Ubs-Credit Suisse: non è una fusione ma un salvataggio con soldi pubblici. E la Borsa apprezza

Ci vorrà ancora del tempo prima di capire se il salvataggio di Credit Suisse sia stata solo una mossa disperata che, prima o poi, presenterà il conto a tutti

Ubs-Credit Suisse: non è una fusione ma un salvataggio con soldi pubblici. E la Borsa apprezza

Ci vorrà ancora del tempo prima di capire se il salvataggio di Credit Suisse sia stata solo una mossa disperata che, prima o poi, presenterà il conto a tutti. La reazione di ieri delle Borse non fa testo: seduta nervosa, partita malissimo con gli indici collassati di un paio di punti percentuali prima del recupero finale (+1,6% Milano, +1% lo Stoxx600) favorito dalle parole rassicuranti arrivate dai governi, dalla Bce e dalle autorità di regolamentazione. E, soprattutto, dall'abbondante liquidità fornita al sistema finanziario mondiale dalle principali banche centrali. Come da copione, le quotazioni dei titoli del Credit (-55%, a 0,82 franchi svizzeri) si sono allineate al prezzo strappato da Ubs (+1,26%, dopo un -12%) per mettere le mani sui rivali zurighesi di sempre per una cifra complessiva pari a tre miliardi di dollari.

Poiché il diavolo si nasconde sempre nei dettagli, l'operazione presenta fin d'ora delle criticità che ne denunciano la fretta con cui il governo di Berna e la Banca nazionale svizzera hanno voluto mandarla in porto. A cominciare dai tappeti rossi stesi attorno a Ubs, il cui forte potere negoziale ha consentito di svendere per pochi spiccioli una banca con un patrimonio netto di 54 miliardi di dollari e con una sede centrale, all'8 di Paradeplatz, che vale probabilmente più della cifra complessiva del deal. Per non parlare della concessione di una linea di liquidità fino a 100 miliardi più altri 9 di garanzia sulle potenziali perdite di CS ottenute dall'ad di Ubs, Ralph Hamers.

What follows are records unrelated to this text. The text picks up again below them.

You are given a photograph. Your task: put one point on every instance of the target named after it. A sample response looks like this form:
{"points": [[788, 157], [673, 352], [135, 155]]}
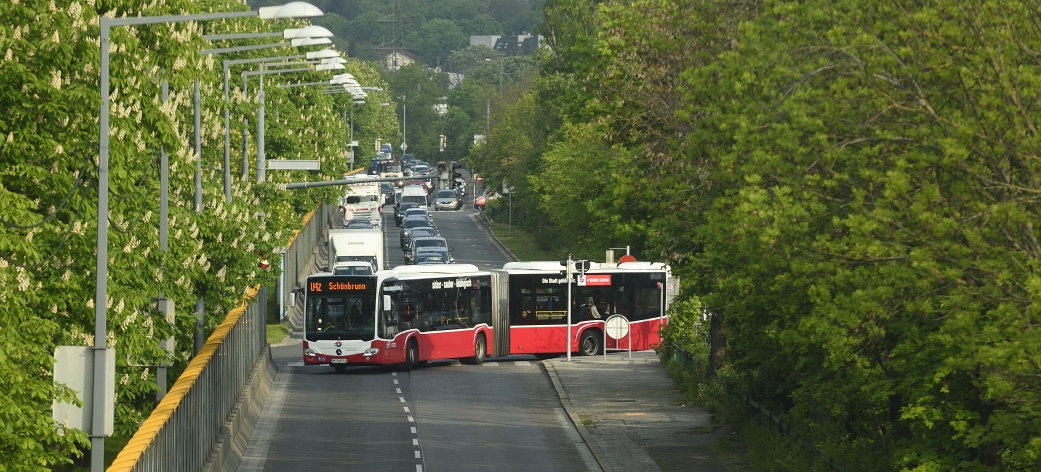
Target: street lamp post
{"points": [[308, 31], [261, 158], [404, 124], [100, 402]]}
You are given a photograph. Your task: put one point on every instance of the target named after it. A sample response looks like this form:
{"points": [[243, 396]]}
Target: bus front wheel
{"points": [[480, 351], [589, 345]]}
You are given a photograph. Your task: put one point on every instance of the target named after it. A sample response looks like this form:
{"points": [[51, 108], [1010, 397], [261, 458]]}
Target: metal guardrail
{"points": [[183, 429], [680, 356], [303, 259]]}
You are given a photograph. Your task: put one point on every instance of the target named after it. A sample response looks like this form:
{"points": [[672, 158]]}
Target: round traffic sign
{"points": [[616, 326]]}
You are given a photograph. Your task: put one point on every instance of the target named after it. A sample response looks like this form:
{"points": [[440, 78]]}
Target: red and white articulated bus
{"points": [[405, 316], [538, 307], [414, 314]]}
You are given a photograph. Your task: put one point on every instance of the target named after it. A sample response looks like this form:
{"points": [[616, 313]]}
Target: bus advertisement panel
{"points": [[538, 306]]}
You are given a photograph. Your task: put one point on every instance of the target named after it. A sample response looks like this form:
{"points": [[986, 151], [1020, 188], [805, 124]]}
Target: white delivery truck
{"points": [[348, 246], [363, 201]]}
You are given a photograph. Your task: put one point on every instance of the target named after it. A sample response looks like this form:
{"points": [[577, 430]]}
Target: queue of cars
{"points": [[419, 238]]}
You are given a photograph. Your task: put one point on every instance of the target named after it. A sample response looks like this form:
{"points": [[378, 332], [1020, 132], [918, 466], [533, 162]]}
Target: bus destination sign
{"points": [[336, 286]]}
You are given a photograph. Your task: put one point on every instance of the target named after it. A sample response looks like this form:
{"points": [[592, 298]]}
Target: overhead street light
{"points": [[323, 54], [329, 67], [289, 33], [100, 402], [299, 42], [227, 118]]}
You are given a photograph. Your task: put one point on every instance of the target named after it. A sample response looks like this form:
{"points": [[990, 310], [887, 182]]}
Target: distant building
{"points": [[398, 59], [521, 44], [455, 79], [484, 41]]}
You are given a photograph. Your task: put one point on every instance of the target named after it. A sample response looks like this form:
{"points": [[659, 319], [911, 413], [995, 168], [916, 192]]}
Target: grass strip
{"points": [[523, 244], [277, 332]]}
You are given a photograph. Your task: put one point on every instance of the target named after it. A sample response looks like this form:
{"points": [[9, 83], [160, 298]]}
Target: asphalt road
{"points": [[504, 415]]}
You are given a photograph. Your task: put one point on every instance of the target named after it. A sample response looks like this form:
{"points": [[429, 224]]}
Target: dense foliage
{"points": [[49, 83], [849, 188], [430, 28]]}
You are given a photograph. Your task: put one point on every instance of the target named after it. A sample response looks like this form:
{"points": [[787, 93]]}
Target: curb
{"points": [[566, 403]]}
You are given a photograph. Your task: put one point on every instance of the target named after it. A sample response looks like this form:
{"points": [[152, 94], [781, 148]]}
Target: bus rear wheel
{"points": [[411, 356], [589, 344], [480, 351]]}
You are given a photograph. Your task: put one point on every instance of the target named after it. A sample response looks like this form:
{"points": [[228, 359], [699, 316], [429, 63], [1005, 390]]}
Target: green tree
{"points": [[435, 40]]}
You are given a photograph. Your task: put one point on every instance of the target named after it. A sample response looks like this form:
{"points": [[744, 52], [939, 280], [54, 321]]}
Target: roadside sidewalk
{"points": [[632, 417]]}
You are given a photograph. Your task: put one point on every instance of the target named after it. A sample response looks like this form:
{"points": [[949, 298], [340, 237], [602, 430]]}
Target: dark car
{"points": [[448, 199], [417, 245], [409, 223], [387, 190], [421, 231], [399, 213], [421, 210]]}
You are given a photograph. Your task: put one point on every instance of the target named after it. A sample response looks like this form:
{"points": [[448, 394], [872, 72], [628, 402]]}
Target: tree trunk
{"points": [[717, 344]]}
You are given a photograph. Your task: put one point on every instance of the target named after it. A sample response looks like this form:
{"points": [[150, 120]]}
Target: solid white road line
{"points": [[580, 445]]}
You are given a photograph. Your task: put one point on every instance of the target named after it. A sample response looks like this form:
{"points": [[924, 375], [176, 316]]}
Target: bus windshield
{"points": [[340, 316]]}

Un accordo super-blindato su un solo versante e su cui né i soci del Credit, né quelli dell'acquirente hanno potuto mettere bocca dopo che sono state modificate ad hoc le norme che concedevano sei settimane di tempo agli azionisti per pronunciarsi su una fusione. Atto poco democratico che avrà un inevitabile strascico nelle aule dei tribunali, visto che la Fondazione Ethos, in rappresentanza dei fondi pensione svizzeri, ha già minacciato azioni legali.

Ma l'aspetto più controverso riguarda la decisione di ghigliottinare il valore di 16 miliardi di franchi (17,2 miliardi di dollari) delle cosiddette obbligazioni AT1 del Credit, la più grande perdita mai registrata in un mercato da 275 miliardi in Europa, creato dopo la crisi finanziaria per garantire che delle perdite si facessero carico soprattutto gli investitori e non i contribuenti. È vero: si tratta di strumenti rischiosi, e quindi ad alto rendimento, dal momento che in caso di fallimento l'azzeramento del loro valore è garantito. CS non è però fallita. Il problema, sollevato da molti analisti, è questo: con l'idea di rafforzare il capitale della banca, chi ha congegnato il salvataggio ha invertito la piramide in base alla quale i primi a pagare devono essere gli azionisti e solo in seconda battuta i bondholder. Nella sostanza, si è voluto replicare quanto fatto da Barack Obama 14 anni fa durante la crisi di General Motors e Chrysler.

Un colpo di mano così macroscopico da far imbufalire gli investitori. E mettere in allarme Bce, Eba e Comitato di risoluzione unico, che si sono subito attivati per sottolineare come nell'eurozona le regole siano diverse: «Gli strumenti di capitale ordinario sono i primi ad assorbire le perdite - si legge in un comunicato - e solo dopo il loro pieno utilizzo sarebbe necessario procedere alla svalutazione dell'Additional Tier 1». Reazione più che legittima alla luce dei crolli attorno al 10% che hanno coinvolto le obbligazioni AT1 di Deutsche Bank, Unicaja Banco, Raiffeisen Bank International e BNP Paribas. Picchiata che lascia prevedere tempi duri per questo mercato, con le nuove emissioni destinate a restare nel congelatore nel prossimo futuro.

La liaison forzata CS-Ubs non ha quindi dissolto i timori che sulla scena globale si ripresenti una grave crisi sistemica.

Le decisioni che domani prenderà la Federal Reserve saranno sotto questo profilo cruciali. I mercati si aspettano un rialzo limitato a un quarto di punto e un'inversione di rotta già a partire da maggio, mese che potrebbe inaugurare una nuova stagione di tagli del costo del denaro.